Iran popełnił dziś wielki błąd, jego atak rakietowy na Izrael się nie powiódł, ale Teheran za to zapłaci - zapowiedział we wtorek wieczorem premier Izraela Benjamin Netanjahu. Iran wystrzelił we wtorek na Izrael ponad 180 rakiet balistycznych, większość została zestrzelona przez obronę powietrzną.

"Irański reżim nie rozumie naszej determinacji do obrony i odwetu na naszych wrogach (...) ale zrozumieją, bo gdy ktokolwiek nas atakuje, my atakujemy jego" - podkreślił Netanjahu przed posiedzeniem gabinetu bezpieczeństwa.

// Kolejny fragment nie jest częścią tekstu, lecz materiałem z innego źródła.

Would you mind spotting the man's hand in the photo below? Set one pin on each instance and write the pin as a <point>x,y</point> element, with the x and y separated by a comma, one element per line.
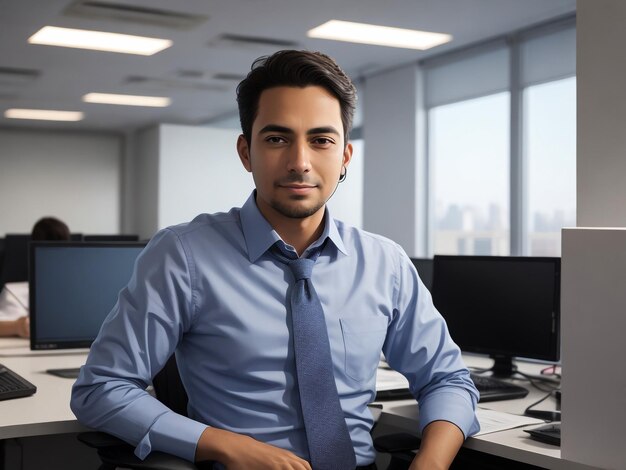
<point>441,441</point>
<point>239,452</point>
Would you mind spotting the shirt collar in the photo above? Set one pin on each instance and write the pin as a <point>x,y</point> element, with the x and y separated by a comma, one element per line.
<point>260,235</point>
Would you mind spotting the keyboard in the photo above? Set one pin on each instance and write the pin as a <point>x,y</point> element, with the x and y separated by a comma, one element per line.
<point>14,386</point>
<point>492,389</point>
<point>549,433</point>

Premier wezwał też świat, by zjednoczył się przeciwko Iranowi. "Muszą stanąć po stronie Izraela; wybór między tyranią a wolnością, między błogosławieństwem a przekleństwem nigdy nie był bardziej oczywisty" - zaznaczył.

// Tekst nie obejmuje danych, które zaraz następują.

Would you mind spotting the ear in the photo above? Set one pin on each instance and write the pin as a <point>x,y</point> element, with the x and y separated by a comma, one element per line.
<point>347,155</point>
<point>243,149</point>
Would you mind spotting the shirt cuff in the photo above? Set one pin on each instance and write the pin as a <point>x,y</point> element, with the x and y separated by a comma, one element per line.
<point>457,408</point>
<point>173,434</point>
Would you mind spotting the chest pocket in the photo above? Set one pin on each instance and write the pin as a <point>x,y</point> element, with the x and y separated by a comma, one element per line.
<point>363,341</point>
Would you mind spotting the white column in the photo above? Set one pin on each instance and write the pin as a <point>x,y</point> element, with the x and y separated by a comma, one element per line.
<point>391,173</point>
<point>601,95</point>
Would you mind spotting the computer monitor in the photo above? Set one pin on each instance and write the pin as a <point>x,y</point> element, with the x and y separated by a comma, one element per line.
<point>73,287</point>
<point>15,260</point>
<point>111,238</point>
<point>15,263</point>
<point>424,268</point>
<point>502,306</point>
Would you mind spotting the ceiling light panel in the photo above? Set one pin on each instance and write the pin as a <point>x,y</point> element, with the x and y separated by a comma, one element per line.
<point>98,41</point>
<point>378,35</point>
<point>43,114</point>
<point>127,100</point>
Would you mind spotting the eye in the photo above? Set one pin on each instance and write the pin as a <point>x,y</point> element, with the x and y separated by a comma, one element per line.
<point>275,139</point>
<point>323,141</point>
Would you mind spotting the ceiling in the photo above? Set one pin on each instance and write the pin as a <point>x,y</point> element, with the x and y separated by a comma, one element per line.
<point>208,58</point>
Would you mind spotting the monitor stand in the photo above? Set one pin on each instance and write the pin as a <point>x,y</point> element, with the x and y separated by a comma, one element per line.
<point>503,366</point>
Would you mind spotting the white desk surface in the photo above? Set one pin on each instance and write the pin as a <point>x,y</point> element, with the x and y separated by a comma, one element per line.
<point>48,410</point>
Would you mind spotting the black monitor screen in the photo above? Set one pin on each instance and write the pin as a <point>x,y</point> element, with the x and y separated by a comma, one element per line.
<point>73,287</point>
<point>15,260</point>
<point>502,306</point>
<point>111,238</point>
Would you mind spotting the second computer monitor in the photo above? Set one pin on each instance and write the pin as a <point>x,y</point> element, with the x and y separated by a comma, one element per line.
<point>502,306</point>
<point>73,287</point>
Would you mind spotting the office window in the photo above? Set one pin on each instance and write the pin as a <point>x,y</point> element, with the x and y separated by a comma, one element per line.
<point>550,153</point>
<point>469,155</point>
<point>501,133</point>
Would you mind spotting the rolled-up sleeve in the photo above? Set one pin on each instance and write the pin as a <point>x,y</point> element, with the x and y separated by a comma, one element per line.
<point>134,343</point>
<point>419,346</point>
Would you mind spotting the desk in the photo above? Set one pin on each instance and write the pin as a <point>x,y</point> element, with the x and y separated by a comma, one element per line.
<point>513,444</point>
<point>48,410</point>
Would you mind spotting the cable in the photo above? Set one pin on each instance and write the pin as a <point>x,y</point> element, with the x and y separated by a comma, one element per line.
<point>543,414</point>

Teraz to Izrael ma inicjatywę, a oś zła się wycofuje, zrobimy wszystko co konieczne, by osiągnąć nasze wszystkie cele wojenne, przede wszystkim doprowadzić do powrotu zakładników ze Strefy Gazy i zapewnić bezpieczeństwo i przyszłość Izraelowi - skonkludował Netanjahu.

"Osią zła" Netanjahu nazywa skupiony wokół Iranu i wymierzony w Izrael i USA nieformalny sojusz, do którego należy też libański Hezbollah, palestyński Hamas czy jemeńscy rebelianci Huti.

Iran ogłosił, że wtorkowy nalot był zemstą za zabicie przez Izrael przywódców Hamasu i Hezbollahu i zapowiedział kolejne ataki, przypadki zbrojnej odpowiedzi Izraela.